Canadians are evenly split in terms of their confidence (49 percent confident/47 percent not) that their government will be able to deliver public services that meet people's needs and expectations over the next five years. That confidence decreases with age as 56 percent of people under 35 years old are confident that government can deliver compared to 44 percent of those aged 35 or older.
Navigating the Shifts Delivering Public Service for the Future is part of an on-going series of research studies Accenture is developing to analyze key issues and trends that affect global governments. The Accenture report provides examples and practical advice for governments to enhance public-sector productivity by embracing four major structural shifts from:
- Standardized services to personalized services—tailoring public services to the specific needs of each citizen to drive better outcomes at sustainable costs.
- Reactive to insight driven—using information and technology to identify and solve problems.
- Public management to public entrepreneurship—leveraging the scale and assets of government for maximum impact in the economy.

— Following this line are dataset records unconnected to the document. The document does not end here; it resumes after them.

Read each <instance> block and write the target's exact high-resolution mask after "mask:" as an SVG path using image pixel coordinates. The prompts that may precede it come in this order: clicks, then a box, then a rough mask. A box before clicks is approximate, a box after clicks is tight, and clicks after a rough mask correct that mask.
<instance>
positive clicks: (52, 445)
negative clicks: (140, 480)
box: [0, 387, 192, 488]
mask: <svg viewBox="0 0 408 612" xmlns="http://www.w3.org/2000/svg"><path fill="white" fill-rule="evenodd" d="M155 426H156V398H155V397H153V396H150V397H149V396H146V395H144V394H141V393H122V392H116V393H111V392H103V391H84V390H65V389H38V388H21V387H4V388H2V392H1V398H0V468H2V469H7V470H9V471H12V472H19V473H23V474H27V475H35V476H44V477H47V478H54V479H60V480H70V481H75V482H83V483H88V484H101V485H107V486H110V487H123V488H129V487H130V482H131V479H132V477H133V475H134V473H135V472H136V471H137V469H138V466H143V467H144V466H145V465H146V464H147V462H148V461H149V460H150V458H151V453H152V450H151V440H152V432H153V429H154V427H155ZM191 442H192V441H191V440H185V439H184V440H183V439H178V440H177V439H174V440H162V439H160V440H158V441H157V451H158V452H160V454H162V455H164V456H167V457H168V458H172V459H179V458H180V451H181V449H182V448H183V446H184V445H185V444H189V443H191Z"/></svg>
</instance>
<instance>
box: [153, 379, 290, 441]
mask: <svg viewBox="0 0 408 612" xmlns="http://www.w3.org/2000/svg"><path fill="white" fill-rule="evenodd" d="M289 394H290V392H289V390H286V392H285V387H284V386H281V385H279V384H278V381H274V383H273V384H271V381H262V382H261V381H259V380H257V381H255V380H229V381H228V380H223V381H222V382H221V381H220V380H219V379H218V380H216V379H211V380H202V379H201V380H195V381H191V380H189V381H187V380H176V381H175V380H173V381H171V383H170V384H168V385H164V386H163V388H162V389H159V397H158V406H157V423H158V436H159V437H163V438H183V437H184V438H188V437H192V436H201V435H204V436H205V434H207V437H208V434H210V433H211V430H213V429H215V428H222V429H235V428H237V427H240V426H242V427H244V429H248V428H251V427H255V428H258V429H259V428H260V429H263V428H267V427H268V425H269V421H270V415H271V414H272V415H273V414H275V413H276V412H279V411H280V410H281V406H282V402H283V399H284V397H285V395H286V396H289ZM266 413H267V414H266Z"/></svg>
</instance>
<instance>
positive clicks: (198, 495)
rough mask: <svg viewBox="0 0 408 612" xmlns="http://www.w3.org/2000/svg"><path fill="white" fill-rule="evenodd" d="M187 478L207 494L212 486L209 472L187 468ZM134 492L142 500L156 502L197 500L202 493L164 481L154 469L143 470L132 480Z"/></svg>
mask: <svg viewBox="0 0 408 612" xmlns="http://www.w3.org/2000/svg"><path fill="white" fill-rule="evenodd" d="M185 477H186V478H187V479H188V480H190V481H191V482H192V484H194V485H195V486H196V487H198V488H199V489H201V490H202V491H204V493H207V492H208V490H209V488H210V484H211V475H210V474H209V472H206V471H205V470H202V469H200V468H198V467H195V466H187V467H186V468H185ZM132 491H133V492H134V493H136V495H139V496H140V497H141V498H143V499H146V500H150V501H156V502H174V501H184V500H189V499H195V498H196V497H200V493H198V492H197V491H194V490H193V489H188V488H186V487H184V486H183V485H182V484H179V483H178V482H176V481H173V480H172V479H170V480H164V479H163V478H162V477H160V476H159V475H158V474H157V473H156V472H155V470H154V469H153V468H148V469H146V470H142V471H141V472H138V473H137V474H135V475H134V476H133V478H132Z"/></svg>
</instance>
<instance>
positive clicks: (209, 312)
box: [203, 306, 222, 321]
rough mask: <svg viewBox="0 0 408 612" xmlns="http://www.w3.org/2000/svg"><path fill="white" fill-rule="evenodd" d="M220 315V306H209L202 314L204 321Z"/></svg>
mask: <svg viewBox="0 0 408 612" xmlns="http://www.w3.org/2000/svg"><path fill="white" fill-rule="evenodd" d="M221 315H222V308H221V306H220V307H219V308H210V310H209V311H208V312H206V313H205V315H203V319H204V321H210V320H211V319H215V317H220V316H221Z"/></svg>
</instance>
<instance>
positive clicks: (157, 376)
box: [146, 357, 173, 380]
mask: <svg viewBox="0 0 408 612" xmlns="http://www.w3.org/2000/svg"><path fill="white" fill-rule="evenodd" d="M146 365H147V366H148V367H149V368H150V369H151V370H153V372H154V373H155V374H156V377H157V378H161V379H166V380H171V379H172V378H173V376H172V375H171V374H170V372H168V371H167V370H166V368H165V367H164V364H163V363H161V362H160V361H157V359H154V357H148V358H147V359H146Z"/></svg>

- Piecemeal efficiency to whole-of-government mission productivity—taking actions across all government agencies/ministries to eliminate duplication and rethink how public services are designed and delivered to improve efficiency.
Learn more about Accenture's work with governments Delivering Public Service for the Future.

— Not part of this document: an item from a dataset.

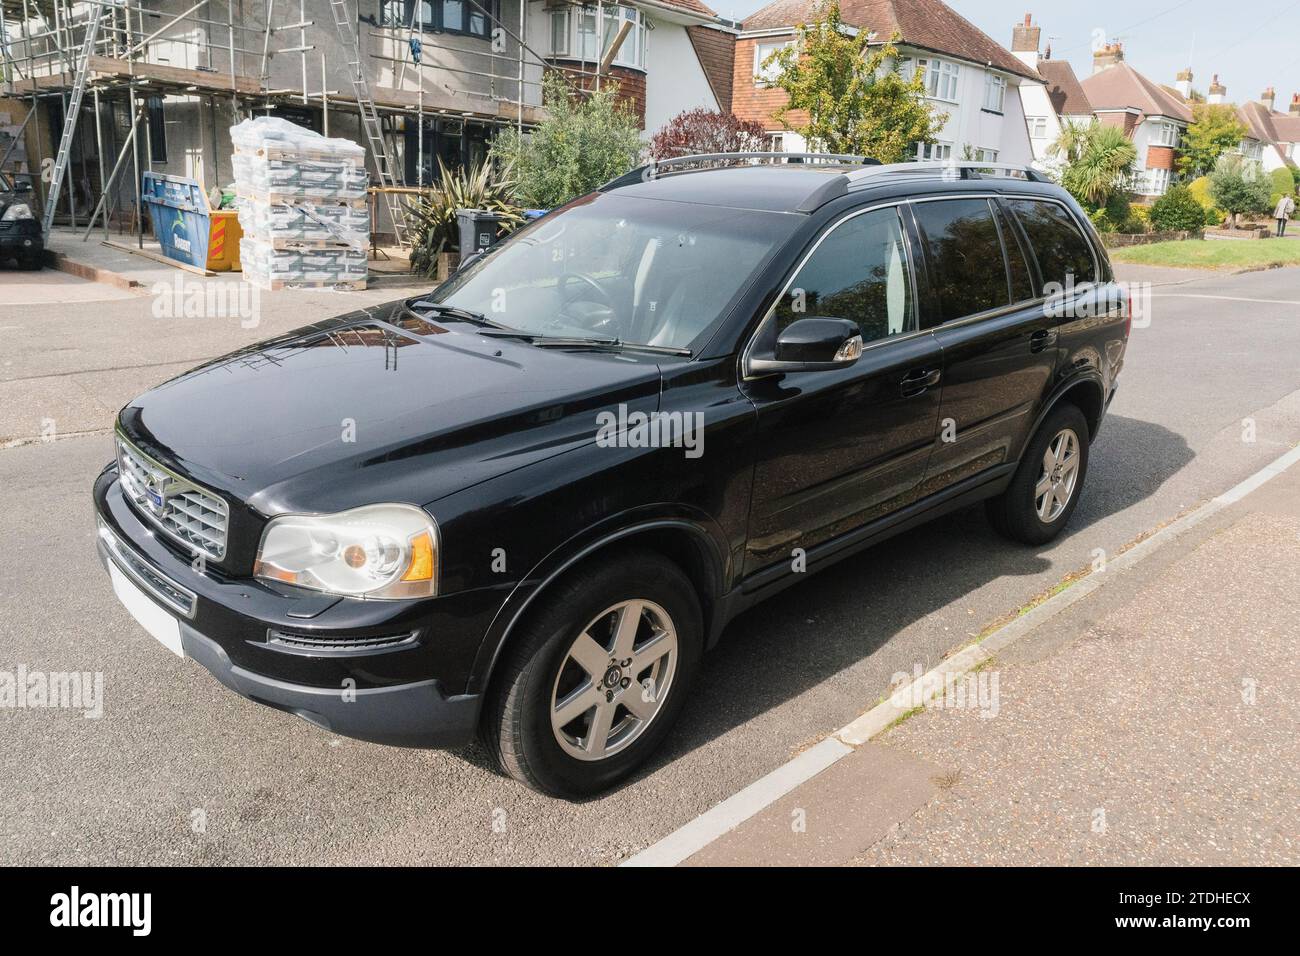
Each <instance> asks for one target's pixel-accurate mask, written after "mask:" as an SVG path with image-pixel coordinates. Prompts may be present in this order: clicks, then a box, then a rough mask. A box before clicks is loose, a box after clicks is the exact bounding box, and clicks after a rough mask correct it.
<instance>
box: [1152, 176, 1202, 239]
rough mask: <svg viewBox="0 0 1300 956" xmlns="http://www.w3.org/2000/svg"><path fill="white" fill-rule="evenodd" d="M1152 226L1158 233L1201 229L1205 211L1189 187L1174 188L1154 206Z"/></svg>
mask: <svg viewBox="0 0 1300 956" xmlns="http://www.w3.org/2000/svg"><path fill="white" fill-rule="evenodd" d="M1151 224H1152V226H1153V228H1154V229H1156V230H1158V232H1186V230H1190V229H1200V228H1201V226H1203V225H1205V209H1204V207H1201V204H1200V203H1197V202H1196V196H1193V195H1192V191H1191V190H1190V189H1187V186H1174V187H1173V189H1170V190H1169V191H1167V193H1165V195H1162V196H1161V198H1160V199H1157V200H1156V202H1154V204H1152V207H1151Z"/></svg>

Methodology The Oxford Economics modeling framework considered the long-term impacts of economic and demographic changes on the future demand for public services in 10 countries: Australia, Brazil, Canada, France, Germany, India, Italy, Singapore, the United Kingdom and the United States. A demand- driven projection of public-service delivery expenditure is produced using demographic projections from the United Nations, anticipated price inflation for healthcare goods and services, combined with the impact that the rising wealth of a nation has on government expenditure.Public-service delivery expenditure is total public-sector expenditure conducted at the national and sub-national level -- after the deduction of debt interest payments and unemployment-related payments. It is the amount of funding available to deliver public- sector services defined by the Classification of the functions of government, (COFOG), which was developed (in its current version) in 1999 by the Organization for Economic Co-operation and Development and published by the United Nations Statistical Division as a standard classifying the purposes of government activities. The expenditure gap is calculated by comparing the demand-driven projection with the current trajectory for public-service delivery expenditure. The current trajectory is based on existing public-sector delivery models operating within existing and planned austerity measures, and a more sustainable growth path for government expenditure given projected country-level demographic, GDP, jobs and revenue growth. The trajectory assumes that government economic policy moves towards delivering a more sustainable budget deficit over the longer-term by reducing the deficit to a level that stabilizes debt compared to GDP by 2025.